La DAO de Morpho peut néanmoins ajouter de nouvelles options de ratios de liquidation et de courbes de taux d'intérêt, utilisables ensuite au sein des marchés Morpho. Elle peut également activer un prélèvement sur les frais payés par les emprunteurs pour un marché donné, variant de 0 % à 25 %. Actuellement, la DAO ne prélève aucun frais, sa stratégie étant axée sur la maximisation de l'adoption du protocole.
L'objectif de Morpho est donc de minimiser la dépendance de ses utilisateurs envers sa DAO, celle-ci n'exerçant qu'une influence limitée sur le protocole.
Modèle économique En tant qu'infrastructure quasi immuable, Morpho n'a que très peu, voire aucun coût pour assurer son fonctionnement. Cependant, la DAO de Morpho ne génère actuellement aucun revenu, le "fee switch" n'ayant pas encore été activé.
Les groupes qui créent et gèrent les vaults se rémunèrent directement en prélevant une partie des intérêts versés par les emprunteurs.
À terme, il est envisageable que des entreprises développent des produits similaires à Aave, mais basés sur l'infrastructure Morpho. C'est la voie que semble emprunter Gauntlet , ancien prestataire d'Aave.

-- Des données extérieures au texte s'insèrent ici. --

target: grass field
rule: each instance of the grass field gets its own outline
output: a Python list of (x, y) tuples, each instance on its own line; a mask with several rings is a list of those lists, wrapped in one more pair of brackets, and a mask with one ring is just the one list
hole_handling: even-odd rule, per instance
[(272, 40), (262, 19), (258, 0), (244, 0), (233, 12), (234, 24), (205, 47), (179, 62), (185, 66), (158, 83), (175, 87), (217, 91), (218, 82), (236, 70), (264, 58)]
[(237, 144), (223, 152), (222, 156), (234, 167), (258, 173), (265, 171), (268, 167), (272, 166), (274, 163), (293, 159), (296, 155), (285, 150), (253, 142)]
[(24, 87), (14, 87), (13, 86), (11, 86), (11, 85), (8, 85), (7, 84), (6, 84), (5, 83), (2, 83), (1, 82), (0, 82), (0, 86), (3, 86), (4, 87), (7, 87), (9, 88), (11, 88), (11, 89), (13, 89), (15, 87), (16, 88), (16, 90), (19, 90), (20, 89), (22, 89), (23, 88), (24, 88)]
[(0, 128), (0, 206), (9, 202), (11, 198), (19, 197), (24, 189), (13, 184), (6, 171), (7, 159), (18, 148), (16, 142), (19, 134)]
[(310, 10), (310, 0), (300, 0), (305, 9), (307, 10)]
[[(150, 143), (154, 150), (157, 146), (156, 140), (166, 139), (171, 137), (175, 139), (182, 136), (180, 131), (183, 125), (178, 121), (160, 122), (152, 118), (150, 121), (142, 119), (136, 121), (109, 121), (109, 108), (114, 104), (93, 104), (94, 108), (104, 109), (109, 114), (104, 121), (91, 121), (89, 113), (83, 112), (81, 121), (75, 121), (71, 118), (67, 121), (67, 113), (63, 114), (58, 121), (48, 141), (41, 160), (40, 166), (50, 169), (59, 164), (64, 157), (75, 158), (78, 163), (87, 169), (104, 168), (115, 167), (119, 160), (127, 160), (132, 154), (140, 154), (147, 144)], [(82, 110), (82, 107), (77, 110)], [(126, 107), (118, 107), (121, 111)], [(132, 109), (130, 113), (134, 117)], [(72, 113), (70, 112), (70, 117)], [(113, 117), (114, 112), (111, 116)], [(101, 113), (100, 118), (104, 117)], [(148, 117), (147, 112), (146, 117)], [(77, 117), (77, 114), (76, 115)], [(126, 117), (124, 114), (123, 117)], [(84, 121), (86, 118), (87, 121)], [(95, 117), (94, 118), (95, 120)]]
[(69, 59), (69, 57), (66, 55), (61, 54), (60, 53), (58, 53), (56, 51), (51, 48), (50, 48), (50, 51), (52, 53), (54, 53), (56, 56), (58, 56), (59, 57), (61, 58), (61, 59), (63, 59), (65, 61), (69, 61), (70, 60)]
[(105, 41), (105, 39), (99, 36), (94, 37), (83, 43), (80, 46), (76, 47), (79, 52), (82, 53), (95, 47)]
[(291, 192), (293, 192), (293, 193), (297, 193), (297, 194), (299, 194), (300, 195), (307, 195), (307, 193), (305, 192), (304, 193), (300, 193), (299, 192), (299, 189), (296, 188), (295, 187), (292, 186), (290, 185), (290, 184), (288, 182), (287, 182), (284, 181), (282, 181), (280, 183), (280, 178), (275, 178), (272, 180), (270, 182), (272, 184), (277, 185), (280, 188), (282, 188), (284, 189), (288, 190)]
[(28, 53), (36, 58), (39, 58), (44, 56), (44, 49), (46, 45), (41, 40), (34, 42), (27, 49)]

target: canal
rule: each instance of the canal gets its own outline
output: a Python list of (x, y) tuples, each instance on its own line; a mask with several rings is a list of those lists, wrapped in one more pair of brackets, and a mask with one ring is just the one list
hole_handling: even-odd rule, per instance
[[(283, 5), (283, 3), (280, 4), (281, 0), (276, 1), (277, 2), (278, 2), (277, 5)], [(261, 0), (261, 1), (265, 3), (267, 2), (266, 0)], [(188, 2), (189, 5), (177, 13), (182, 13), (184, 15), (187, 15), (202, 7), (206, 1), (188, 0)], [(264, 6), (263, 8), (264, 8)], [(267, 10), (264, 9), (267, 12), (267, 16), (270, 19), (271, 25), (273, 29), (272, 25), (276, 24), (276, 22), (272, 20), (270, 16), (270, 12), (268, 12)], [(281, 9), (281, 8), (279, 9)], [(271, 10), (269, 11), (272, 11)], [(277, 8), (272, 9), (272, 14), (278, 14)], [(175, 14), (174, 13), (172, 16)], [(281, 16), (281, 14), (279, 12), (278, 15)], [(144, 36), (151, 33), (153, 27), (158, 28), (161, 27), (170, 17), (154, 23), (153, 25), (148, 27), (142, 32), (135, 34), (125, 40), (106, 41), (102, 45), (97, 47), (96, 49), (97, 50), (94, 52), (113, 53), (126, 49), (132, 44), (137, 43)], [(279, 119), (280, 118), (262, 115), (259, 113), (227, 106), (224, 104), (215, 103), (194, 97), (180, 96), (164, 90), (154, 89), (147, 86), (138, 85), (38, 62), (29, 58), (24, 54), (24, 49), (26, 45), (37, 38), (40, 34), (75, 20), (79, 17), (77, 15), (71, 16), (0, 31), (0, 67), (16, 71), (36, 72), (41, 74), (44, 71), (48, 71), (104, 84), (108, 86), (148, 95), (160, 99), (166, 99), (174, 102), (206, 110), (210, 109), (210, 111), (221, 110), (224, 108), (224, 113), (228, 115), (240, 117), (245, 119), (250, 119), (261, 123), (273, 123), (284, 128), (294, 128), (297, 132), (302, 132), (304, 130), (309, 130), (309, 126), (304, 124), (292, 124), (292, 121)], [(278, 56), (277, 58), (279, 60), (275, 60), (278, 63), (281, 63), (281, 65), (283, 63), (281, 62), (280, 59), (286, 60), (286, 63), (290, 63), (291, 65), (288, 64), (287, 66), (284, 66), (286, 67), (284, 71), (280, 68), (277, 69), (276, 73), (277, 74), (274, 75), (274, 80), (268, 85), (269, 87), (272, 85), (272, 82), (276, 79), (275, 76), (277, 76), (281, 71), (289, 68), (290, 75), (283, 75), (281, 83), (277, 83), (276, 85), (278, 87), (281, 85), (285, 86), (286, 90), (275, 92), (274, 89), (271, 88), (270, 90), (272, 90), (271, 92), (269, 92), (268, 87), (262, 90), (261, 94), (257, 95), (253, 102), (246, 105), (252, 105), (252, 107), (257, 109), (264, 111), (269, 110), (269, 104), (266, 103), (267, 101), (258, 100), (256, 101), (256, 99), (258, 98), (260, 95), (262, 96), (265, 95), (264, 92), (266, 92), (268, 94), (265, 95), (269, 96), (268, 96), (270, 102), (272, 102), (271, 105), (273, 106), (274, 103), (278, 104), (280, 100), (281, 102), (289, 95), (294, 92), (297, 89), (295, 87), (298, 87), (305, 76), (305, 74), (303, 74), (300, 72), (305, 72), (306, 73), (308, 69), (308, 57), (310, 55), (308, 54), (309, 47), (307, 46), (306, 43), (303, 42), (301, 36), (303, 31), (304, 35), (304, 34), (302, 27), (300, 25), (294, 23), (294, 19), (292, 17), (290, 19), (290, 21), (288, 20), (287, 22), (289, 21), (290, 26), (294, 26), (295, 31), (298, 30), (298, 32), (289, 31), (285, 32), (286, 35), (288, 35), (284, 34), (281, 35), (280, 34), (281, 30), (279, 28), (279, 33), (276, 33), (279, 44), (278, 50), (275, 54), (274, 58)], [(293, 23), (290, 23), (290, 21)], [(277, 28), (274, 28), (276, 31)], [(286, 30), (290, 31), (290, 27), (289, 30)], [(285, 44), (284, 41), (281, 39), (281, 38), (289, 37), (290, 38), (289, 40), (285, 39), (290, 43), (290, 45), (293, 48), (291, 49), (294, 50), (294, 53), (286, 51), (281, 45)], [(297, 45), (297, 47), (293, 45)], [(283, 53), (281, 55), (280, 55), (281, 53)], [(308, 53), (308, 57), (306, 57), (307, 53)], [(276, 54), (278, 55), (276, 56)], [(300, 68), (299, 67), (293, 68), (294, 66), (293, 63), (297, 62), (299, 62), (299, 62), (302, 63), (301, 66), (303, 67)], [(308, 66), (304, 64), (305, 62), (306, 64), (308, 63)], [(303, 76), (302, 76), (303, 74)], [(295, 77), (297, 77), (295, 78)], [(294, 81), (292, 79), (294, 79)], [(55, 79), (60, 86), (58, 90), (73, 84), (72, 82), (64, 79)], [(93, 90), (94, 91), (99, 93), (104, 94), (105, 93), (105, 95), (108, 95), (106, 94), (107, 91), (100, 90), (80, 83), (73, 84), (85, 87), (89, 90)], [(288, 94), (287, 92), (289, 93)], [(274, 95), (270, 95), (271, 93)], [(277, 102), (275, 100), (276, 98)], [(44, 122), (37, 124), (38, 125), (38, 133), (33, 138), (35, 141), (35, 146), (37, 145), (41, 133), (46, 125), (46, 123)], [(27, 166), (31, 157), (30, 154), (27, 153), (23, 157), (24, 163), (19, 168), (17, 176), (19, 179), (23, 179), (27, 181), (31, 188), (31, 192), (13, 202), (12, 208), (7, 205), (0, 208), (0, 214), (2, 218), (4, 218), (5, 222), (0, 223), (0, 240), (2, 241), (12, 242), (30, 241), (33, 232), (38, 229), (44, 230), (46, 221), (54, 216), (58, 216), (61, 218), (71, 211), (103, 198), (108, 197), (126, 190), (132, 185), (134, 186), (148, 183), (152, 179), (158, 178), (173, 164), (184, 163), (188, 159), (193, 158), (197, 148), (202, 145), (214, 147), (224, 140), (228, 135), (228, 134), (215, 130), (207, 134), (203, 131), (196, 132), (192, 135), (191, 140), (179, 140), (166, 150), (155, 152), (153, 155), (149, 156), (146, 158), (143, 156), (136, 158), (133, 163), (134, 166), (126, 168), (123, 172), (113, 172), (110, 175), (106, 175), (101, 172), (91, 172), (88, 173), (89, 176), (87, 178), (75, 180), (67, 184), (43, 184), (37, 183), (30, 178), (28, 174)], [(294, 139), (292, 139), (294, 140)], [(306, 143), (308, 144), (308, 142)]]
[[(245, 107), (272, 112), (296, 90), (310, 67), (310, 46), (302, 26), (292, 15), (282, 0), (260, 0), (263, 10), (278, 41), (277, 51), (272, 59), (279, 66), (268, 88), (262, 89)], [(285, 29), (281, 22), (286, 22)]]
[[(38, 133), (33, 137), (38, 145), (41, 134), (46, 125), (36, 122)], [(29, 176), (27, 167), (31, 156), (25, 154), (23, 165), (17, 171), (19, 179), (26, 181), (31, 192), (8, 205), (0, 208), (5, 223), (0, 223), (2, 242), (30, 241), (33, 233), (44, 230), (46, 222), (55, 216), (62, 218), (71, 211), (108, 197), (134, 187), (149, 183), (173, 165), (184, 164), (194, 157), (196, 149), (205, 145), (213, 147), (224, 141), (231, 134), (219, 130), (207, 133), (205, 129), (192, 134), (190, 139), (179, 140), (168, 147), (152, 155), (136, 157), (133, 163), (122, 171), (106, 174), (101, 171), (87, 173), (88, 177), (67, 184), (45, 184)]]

L'avis de The Big Whale 🐳 L'une des questions soulevées par cette comparaison est l'importance que les utilisateurs accordent aux DAO et à la gouvernance en général. Ces dernières peinent souvent à démontrer une participation active et une réelle expertise de leur protocole et de leur secteur. Une DAO doit prouver sa capacité à apporter une véritable valeur ajoutée en tant qu'intermédiaire digne de confiance.
Aave fonctionne comme une entreprise décentralisée : la DAO rémunère des prestataires pour l'assister, vote régulièrement sur les décisions et la gestion des risques, et devrait bientôt redistribuer une partie de ses bénéfices aux détenteurs de son token.
Aave a bâti une image de marque inspirant confiance à une grande partie des utilisateurs actuels de la DeFi. Cela explique certains choix conservateurs d'Aave, qui, responsable de tous les risques du protocole, doit absolument éviter tout incident susceptible de ternir sa réputation.
Aave a déjà réussi à s'imposer et à trouver un marché lui permettant de générer des bénéfices. La DAO cherche à accroître ses revenus en s'ouvrant à de nouveaux marchés grâce au développement de son écosystème, notamment avec son stablecoin GHO.
L'interface d'Aave est actuellement plus intuitive pour l'utilisateur moyen que celle de Morpho, où il doit choisir un curateur fiable pour gérer son risque.
Morpho poursuit des objectifs différents : son but principal est de devenir une infrastructure de prêts crédiblement neutre, sur laquelle entreprises et DAO peuvent se coordonner et collaborer pour développer leurs propres produits avec une expérience utilisateur adaptée à leurs utilisateurs respectifs.
Morpho doit encore attirer suffisamment de liquidités pour atteindre une masse critique et convaincre les plus grands acteurs financiers de construire sur son infrastructure plutôt que de tenter de la recréer eux-mêmes.